A method for treating a serotonin nervous system-related disease, which comprises a 2-alkoxyquinoxaline derivative represented by the following formula or a non-toxic salt thereof as an active ingredient.

2. The therapeutic agent for semen nervous system related diseases according to claim 1, which is an anxiolytic.

3. The therapeutic agent for serotonin nervous system-related diseases according to claim 1, which is an antidepressant.

4. The therapeutic agent for serotonin nervous system conjunctival disease according to claim 1, which is an antiemetic.
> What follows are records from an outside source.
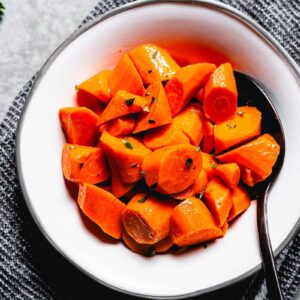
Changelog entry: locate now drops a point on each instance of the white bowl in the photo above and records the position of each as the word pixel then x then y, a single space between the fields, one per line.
pixel 99 46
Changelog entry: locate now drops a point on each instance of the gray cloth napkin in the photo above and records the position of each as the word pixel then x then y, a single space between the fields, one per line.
pixel 31 269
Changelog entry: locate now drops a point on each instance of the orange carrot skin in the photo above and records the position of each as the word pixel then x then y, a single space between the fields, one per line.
pixel 183 86
pixel 229 173
pixel 125 77
pixel 259 156
pixel 218 199
pixel 80 125
pixel 240 202
pixel 158 112
pixel 192 223
pixel 94 90
pixel 102 208
pixel 124 155
pixel 121 126
pixel 245 125
pixel 122 104
pixel 153 63
pixel 220 95
pixel 84 164
pixel 146 218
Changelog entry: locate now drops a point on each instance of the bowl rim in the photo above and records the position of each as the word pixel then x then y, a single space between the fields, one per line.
pixel 223 8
5. The 2-alkoxyquinoxaline derivative is 2- (2- {4- (2,3-dimethylphenyl) -11-biradiul} ethoxy] quinoxaline, 2- -2- (4-) (2,3-Dimethylphenyl) 1-1-piperazinyl} ethoxy] -1-methylquinoxaline, 2- [3- {4— (2-methoxyphenyl) 1-1-biperazinyl} propoxy] quinoxaline, 2- [ 3- {4-(3-chlorophenyl) 1-1-piperazinyl} propoxy] quinoxaline, 2- [3- {4- (3-methylphenyl) -11-piperazinyl} propoxy] -13-methylquinoxaline ゝ 2 — [3— {4— (

3-trifluoromethylphenyl) 1-biperazul} propoxy] quinoxaline, 2- [3- {4- (3-trifluoromethylphenyl)-1-piperazinyl} propoxy] 1-3-methylquinoxali , 2— 〔

4- {4-(2-Methoxyphenyl) 1-1-piperazinyl} butoxy] quinoxaline, 2- [4- {4-(2-Methoxyphenyl) 1-1-pirazuryl} butoxy] -13-Methylquinoxaline , 2- [4- {4- (2-chlorophenyl) -1-1-piperazinyl} butoxy] quinoxaline, 2- [4- (4- {4-(3-chlorophenyl) -1-1-piperazinyl] butoxy) quinoxaline , 2- [4- {4- (2-fluorophenyl) -11-piperazinyl) butoxy] quinoxaline, 2- [4- {4- (2-chlorophenyl) 1-1-biperazinyl} butoxy] 13- Methylquinoxaline, 2- [4- {4- (3-chlorophenyl) -11-piperazul} butoxy] -13-Methylquinoxaline, 2- [4- {4- (3-methoxyphenyl) 1-1-1 [Virazur} butoxy] quinoxaline, twenty four-

{4- (2-Methylphenyl) 1-1-piperazinyl} butoxy] quinoxaline, 2-C4- {4- (3-methylphenyl) 1-1-piperazinyl} butoxy] quinoxaline, 2- [4- {4-- 3—Trifluoromethylphenyl) 1-1-pirazuryl butoxy] quinoxaline, 2-—4-4- (3-Methoxyphenyl) -11-virazur} butoxy-13-methylquinoxaline, 2-— 4- {4-(2-Methylphenyl) -1-1-pirazuryl-butoxy] -1-3-Methylquinoxaline, 2- [4-1

{4- (3-Methylphenyl) -11-pidazul} butoxy] -13-methylquinoxaline, 2- [4- {4- (2-fluorophenyl) -11-biperazinyl} butoxy] -13-methylquinoxaline, 2—C 2-{4- (2,3-dimethylphenyl) -1- (piperazul) butoxy] Noxalin, 2- [2- (4- (2,3-dimethylphenyl) -11-biperazinyl} butoxy] -13-methylquinoxaline and their non-toxic salts selected from claim 1 5. The therapeutic agent for a sip-tonin nervous system-related disease according to any of 4.